Despite the overall significant association between statins and PSA, no important difference in the predictive value of PSA testing is to be expected according to the use of these drugs.
Previous studies that evaluated the relationship between statins and PSA levels found lower levels of PSA among statins users10 ; 11 ; 12 ; 13 ; 20 ; 21 ; 22 ; the relative difference in PSA levels between statins users and non-users was −3% and −13% after one and five years of therapy with statins, respectively, in a sample from participants in the National Health and Nutrition Examination Survey (NHANES).13 ; 20 However, methodological differences preclude direct comparison between our results and the ones from most studies conducted before.
Concerning the relationship between statins and cancer, we observed a non-significantly lower risk of prostate cancer, which is also in agreement with other studies that used a similar setting–men referred to prostate biopsy. In these studies, the risk ratios (RR) for prostate cancer diagnosis were 0.92 (95% CI: 0.85–0.99)23 and 0.95 (95% CI: 0.73–1.24)24 when adjusting for different confounders.

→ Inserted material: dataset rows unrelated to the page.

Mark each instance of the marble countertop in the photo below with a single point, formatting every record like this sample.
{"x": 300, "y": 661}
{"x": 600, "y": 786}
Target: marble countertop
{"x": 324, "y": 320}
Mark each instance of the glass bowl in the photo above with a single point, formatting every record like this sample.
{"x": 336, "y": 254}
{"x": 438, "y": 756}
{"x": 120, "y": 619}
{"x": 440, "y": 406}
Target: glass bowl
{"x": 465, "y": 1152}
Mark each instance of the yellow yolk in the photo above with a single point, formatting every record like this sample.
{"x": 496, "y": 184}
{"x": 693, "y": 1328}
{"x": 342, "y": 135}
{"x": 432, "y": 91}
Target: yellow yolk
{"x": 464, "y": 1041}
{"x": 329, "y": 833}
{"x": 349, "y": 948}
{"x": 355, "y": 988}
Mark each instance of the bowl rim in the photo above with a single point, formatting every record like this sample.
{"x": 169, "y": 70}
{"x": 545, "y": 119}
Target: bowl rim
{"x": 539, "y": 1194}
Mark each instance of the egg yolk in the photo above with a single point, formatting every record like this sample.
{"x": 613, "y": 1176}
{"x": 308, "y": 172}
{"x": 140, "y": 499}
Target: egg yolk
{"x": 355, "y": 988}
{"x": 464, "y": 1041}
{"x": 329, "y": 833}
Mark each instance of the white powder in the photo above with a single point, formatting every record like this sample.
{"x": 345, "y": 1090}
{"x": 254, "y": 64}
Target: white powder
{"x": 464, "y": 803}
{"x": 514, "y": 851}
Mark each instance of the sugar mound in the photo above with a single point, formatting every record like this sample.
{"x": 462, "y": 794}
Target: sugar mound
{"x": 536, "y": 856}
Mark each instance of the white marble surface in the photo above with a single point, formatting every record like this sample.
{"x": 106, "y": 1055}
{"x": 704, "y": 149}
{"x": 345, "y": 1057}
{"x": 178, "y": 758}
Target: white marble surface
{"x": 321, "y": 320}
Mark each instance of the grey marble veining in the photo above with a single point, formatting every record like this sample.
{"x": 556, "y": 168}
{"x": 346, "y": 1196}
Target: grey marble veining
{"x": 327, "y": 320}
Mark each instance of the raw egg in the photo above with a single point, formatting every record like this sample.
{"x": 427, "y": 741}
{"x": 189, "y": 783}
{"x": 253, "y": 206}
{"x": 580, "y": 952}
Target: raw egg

Regarding the other relations depicted, the magnitudes of effects are in accordance with the available evidence with an exception for the association between aspirin use and PSA levels,25 ; 26 since previous observational studies showed lower PSA levels among aspirin users.13
Our study adds to previous research on this topic a comprehensive assessment of the impact of use of statins in prostate cancer; we quantified the statins direct (statins → PSA) and indirect (statins → cancer → PSA) effect – through path analysis – and assessed the impact of decreased PSA levels among statins’ users in the prediction of prostate cancer – through ROC curve analysis. Nevertheless, some limitations need to be discussed. The absence of information from the patients clinical records regarding the duration of treatment with statins, since it is one of the main determinants for statins anti-carcinogenic activity,10 ; 13 contributes to an underestimation of the association between statins and prostate cancer and may help to explain why we observed a larger contribution from the direct effect on PSA levels. The cross-sectional nature of our analyses does not allow us to confirm the precedence of the exposure to statins over the observed PSA levels. Although it is unlikely that there is a causal relation between low PSA and the use of statins, the absence of information regarding access to health care services could have resulted in an overestimation of the direct effects of statins on PSA levels.12 ; 26 People who have a better access to health care are more likely to be prescribed a statin, possibly leading to lower PSA levels, as well as to undergo PSA testing more frequently and to be diagnosed with a prostate cancer on the basis of lower PSA values. This probably had little impact in the internal validity of our findings, since all participants were referred for prostatic biopsy and a relatively high homogeneity in the access to health care may be expected among them. However, our results cannot be extrapolated to the general population or clinical settings with different risk of prostate cancer.
In conclusion, in a consecutive sample of patients referred to prostate biopsy, we observed that statins’ use was associated with lower PSA levels, but the clinical impact of this relation is low. Further investigation is needed to obtain more robust and generalizable estimates of the relation between the use of statins and PSA levels.
The authors declare that no experiments were performed on humans or animals for this study.
The authors declare that they have followed the protocols of their work center on the publication of patient data.
The authors declare that no patient data appear in this article.
The authors have no conflicts of interest to declare.